Parse PAC files in Python without using C modules

1.7k views Asked by At

I am in the sticky situation where I cannot use the pacparser library, and I was hoping someone had a pure python solution (no C/c++ modules).

I have a PAC file that has multiple proxies returned:

function FindProxyForURL(url,host)
{
if (isPlainHostName(host))
{ return "DIRECT"; }

#// Internal network HostsĀ 
if (isInNet(host, "158.232.0.0", "255.255.0.0") || isInNet(host, "127.0.0.1", "255.255.255.255")|| isInNet(host, "10.0.0.0", "255.0.0.0"))
{ return "DIRECT"; }

#// Connect through proxy server for all other hosts.
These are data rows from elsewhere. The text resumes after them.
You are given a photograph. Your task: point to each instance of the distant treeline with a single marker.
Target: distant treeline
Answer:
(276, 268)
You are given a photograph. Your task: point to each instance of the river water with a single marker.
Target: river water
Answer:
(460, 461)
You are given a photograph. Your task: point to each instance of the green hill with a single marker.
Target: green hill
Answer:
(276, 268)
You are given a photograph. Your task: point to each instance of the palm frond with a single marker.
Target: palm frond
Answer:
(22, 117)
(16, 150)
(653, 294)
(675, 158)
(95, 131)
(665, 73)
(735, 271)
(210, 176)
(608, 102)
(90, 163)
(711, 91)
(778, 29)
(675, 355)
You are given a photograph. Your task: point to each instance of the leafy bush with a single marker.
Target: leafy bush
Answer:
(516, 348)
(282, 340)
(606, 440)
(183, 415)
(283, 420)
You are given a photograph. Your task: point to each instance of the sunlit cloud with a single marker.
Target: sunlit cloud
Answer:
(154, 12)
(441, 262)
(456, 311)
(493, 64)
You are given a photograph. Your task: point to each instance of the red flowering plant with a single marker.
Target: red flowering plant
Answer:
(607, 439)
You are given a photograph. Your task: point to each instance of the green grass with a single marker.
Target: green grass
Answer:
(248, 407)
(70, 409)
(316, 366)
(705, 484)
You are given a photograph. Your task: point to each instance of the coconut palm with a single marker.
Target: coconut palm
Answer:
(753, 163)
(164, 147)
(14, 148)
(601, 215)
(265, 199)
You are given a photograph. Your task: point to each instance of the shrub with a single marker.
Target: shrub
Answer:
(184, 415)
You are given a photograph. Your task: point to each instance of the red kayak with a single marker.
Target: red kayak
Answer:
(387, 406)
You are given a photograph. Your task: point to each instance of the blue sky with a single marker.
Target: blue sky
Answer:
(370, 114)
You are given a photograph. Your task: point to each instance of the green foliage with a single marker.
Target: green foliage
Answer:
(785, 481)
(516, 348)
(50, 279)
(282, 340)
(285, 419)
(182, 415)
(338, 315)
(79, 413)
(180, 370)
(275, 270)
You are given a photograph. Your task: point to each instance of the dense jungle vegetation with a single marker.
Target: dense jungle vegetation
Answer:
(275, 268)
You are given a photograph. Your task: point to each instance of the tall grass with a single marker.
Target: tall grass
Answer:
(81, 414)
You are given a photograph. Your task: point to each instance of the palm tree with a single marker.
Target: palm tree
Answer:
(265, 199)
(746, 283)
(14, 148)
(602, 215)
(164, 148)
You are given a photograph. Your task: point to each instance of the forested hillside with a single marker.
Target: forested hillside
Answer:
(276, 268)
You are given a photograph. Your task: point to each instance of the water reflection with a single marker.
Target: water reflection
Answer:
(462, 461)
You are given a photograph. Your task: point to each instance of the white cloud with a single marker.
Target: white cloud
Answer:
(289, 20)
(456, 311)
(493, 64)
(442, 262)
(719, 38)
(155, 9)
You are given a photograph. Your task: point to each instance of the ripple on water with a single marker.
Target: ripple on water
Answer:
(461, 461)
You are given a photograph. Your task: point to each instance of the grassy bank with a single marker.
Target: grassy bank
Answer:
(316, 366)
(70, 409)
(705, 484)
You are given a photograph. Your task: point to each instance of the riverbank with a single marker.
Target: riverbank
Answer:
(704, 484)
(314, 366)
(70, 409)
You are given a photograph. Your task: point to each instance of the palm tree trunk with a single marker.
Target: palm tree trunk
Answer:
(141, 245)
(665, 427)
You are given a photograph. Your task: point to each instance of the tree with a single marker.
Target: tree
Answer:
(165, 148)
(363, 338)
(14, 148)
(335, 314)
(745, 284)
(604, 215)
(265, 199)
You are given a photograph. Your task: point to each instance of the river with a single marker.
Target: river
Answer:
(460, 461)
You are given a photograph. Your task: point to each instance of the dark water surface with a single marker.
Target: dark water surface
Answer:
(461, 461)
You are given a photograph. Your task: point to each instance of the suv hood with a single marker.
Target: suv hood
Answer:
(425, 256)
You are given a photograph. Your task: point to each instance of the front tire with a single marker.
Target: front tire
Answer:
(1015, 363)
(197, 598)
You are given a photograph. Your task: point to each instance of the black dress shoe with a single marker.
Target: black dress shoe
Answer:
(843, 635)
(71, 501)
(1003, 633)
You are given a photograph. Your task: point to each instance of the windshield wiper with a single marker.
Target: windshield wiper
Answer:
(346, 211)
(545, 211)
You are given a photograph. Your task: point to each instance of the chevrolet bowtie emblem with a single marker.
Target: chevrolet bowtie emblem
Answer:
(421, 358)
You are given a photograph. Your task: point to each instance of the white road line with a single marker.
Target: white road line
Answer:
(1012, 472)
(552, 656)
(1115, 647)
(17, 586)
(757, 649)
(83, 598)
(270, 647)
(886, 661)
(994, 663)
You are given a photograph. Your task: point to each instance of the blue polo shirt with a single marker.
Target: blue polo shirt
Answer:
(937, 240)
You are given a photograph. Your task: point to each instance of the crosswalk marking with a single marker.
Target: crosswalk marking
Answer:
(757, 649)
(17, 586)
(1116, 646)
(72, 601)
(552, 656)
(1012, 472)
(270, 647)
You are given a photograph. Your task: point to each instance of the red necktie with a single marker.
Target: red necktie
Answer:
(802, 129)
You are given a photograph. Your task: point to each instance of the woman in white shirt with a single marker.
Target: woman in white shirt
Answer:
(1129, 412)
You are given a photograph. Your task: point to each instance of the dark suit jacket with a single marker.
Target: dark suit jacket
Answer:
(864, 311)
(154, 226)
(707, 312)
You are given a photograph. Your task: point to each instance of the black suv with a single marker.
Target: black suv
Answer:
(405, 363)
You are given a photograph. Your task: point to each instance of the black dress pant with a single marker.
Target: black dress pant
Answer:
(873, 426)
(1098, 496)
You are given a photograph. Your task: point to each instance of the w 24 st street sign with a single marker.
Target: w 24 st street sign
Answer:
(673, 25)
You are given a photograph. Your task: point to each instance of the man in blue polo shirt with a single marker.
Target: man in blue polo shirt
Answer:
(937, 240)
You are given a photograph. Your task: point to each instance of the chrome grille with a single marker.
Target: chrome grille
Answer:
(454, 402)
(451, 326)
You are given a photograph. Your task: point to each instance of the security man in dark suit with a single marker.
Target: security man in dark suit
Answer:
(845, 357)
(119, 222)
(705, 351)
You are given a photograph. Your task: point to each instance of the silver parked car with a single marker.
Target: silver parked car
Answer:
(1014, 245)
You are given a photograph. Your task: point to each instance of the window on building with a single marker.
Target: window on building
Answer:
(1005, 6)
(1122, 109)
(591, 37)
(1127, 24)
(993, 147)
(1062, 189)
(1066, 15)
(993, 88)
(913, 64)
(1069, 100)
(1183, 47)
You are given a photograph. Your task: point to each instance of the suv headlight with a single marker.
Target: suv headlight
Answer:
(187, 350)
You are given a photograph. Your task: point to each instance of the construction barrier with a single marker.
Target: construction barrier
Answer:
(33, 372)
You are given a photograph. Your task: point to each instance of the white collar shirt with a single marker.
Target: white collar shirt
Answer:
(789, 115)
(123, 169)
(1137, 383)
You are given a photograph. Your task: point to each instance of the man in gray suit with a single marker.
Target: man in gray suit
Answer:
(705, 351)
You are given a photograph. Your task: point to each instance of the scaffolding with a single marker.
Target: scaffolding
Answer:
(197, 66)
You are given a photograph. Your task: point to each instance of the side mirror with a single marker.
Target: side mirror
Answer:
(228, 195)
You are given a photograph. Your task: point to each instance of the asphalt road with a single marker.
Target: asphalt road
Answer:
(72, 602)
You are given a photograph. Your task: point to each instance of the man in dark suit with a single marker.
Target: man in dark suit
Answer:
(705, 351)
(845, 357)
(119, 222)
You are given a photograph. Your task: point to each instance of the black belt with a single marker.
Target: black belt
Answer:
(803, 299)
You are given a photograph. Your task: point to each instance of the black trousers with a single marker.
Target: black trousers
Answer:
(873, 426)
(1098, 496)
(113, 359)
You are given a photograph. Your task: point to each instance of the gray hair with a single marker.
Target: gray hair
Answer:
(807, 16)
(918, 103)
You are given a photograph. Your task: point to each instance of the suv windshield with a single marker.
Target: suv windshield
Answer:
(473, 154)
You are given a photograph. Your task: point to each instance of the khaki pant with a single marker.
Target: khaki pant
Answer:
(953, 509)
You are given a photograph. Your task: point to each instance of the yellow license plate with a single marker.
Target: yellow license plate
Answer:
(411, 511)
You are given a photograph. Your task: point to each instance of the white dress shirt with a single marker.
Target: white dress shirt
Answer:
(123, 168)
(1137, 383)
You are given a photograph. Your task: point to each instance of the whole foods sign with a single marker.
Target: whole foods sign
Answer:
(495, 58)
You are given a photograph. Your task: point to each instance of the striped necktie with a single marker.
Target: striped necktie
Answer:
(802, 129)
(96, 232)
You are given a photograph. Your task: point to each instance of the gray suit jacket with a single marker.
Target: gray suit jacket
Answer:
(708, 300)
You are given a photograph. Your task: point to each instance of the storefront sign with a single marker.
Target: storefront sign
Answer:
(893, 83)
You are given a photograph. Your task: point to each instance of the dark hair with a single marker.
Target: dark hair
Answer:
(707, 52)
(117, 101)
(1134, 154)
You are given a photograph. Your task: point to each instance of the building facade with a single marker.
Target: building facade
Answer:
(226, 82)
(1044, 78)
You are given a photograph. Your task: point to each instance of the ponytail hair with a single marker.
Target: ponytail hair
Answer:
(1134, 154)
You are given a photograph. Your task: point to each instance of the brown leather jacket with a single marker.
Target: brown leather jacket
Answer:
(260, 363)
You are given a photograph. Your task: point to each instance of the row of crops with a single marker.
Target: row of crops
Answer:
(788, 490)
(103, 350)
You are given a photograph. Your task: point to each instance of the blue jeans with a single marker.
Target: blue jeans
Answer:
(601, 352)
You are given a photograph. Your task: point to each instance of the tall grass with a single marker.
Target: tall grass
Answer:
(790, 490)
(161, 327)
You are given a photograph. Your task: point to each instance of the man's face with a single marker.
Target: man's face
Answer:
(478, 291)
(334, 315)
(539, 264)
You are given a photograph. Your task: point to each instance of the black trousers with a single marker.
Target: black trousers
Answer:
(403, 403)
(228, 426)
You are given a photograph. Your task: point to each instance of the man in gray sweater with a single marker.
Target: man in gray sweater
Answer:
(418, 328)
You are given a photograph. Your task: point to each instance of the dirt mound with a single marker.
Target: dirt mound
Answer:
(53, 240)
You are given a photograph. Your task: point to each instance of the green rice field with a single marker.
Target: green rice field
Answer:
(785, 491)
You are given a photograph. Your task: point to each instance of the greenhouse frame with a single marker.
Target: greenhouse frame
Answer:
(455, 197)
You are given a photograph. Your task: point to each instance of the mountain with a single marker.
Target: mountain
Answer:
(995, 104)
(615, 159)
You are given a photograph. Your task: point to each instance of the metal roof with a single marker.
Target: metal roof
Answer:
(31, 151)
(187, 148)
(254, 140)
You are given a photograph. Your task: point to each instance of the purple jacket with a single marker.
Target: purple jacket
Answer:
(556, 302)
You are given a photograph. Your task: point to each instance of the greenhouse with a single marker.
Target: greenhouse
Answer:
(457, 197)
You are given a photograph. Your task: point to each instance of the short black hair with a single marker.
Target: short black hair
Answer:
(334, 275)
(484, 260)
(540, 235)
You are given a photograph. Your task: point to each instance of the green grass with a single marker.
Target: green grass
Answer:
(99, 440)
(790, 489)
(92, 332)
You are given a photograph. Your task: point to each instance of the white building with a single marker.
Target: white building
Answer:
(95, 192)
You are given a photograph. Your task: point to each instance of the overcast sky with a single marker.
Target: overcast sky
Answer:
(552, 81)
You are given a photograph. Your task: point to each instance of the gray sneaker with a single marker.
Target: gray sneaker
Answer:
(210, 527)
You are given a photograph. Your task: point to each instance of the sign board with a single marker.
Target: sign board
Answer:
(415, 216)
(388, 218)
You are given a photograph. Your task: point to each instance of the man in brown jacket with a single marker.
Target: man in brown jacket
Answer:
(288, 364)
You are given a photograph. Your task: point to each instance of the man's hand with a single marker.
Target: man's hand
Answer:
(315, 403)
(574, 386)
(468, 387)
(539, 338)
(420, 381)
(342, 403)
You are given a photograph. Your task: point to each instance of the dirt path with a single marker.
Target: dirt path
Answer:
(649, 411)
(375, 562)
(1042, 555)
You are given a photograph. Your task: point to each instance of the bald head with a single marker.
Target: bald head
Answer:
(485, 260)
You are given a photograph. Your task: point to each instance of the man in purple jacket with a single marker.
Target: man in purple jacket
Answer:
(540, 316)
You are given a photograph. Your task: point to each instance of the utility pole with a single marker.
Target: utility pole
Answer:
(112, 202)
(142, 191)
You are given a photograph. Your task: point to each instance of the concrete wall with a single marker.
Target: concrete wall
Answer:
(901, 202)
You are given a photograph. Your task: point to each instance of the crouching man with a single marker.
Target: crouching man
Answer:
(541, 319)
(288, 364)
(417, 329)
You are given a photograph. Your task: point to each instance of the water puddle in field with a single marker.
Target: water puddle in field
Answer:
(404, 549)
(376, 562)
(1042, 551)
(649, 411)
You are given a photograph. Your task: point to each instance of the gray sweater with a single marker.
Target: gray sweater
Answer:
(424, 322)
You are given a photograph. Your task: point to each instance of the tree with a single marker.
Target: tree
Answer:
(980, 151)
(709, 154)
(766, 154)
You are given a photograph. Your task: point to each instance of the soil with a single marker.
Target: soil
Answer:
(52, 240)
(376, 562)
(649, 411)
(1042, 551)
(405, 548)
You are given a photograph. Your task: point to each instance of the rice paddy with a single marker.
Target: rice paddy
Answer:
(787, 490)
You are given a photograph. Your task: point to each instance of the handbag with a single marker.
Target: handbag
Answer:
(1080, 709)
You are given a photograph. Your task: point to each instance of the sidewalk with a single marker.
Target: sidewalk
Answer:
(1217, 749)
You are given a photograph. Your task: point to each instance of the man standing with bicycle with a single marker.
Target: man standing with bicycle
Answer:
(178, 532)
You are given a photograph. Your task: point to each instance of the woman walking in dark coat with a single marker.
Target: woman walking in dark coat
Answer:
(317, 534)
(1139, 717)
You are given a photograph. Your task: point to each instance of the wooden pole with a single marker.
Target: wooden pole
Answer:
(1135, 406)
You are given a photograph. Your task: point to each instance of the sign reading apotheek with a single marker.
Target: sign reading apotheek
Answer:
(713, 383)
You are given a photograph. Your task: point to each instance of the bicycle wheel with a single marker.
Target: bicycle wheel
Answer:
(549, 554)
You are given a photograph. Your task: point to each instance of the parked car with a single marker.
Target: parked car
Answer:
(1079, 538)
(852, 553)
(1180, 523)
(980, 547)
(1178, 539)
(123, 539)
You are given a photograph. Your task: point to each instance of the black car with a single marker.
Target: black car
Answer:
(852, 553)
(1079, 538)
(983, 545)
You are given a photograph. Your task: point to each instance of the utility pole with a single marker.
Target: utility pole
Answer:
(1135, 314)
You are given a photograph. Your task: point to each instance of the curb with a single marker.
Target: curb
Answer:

If proxy server is not available, connect directly
return "PROXY proxy.site.com:3128; PROXY proxy02.site.com:3128; PROXY proxy05.site.com:3128; PROXY proxy03.site.com:3128; PROXY proxy04.site.com:3128";

}

How can I parse this using python only and what is the best way to tell which proxy is up?

Thank you and for your consideration to the academy! :)

1

There are 1 answers

0
Carson Lam On

I've created a pure-Python library called PyPAC which should do what you're looking for. It provides a subclass of requests.Session that includes honours PACs and includes PAC auto-discovery.

Internally, it uses Js2Py, a Python library that parses and executes JavaScript. PyPAC then has Python implementations of the various JavaScript functions required by the PAC specification.